As these clumps grow, the many, single, small proteins in solution become fewer, larger groups of multiple proteins. This changes the fluid pressure inside the membrane stacks, driving water out — a type of “osmotic motor” that responds to the slightest changes in charge generated by the neurons, to which patches of thousands of leucophores and iridocytes are connected. The resulting dehydration reduces the thickness and spacing of the membrane stacks, which shifts the wavelength of reflected light progressively from red to yellow, then to green and finally blue. The more concentrated solution also has a higher refractive index, which increases the cells’ brightness.

“We had no idea that the mechanism we would discover would turn out to be so remarkably complex yet contained and so elegantly integrated in one multifunctional molecule — the block-copolymeric reflectin — with opposing domains so delicately poised that they act like a metastable machine, continually sensing and responding to neuronal signaling by precisely adjusting the osmotic pressure of an intracellular nanostructure to precisely fine-tune the color and brightness of its reflected light,” Morse said.

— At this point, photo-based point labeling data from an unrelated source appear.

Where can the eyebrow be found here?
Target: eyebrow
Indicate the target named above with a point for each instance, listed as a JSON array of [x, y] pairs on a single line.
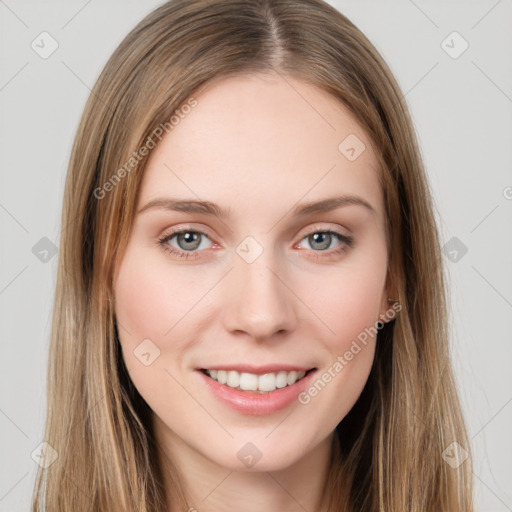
[[209, 208]]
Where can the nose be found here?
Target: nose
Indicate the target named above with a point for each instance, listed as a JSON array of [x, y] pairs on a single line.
[[258, 299]]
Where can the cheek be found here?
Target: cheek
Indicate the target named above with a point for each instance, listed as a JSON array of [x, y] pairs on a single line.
[[149, 300]]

What’s more, the researchers found, the whole process is reversible and cyclable, enabling the squid to continually fine-tune whatever optical properties its situation calls for.

New Design Principles

The researchers had successfully manipulated reflectin in previous experiments, but this study marks the first demonstration of the underlying mechanism. Now it could provide new ideas to scientists and engineers designing materials with tunable properties. “Our findings reveal a fundamental link between the properties of biomolecular materials produced in living systems and the highly engineered synthetic polymers that are now being developed at the frontiers of industry and technology,” Morse said.

“Because reflectin works to control osmotic pressure, I can envision applications for novel means of energy storage and conversion, pharmaceutical and industrial applications involving viscosity and other liquid properties, and medical applications,” he added.

Remarkably, some of the processes at work in these reflectin proteins are shared by the proteins that assemble pathologically in Alzheimer’s disease and other degenerative conditions, Morse observed. He plans to investigate why this mechanism is reversible, cyclable, harmless and useful in the case of reflectin, but irreversible and pathological for other proteins. Perhaps the fine-structured differences in their sequences can explain the disparity, and even point to new paths for disease prevention and treatment.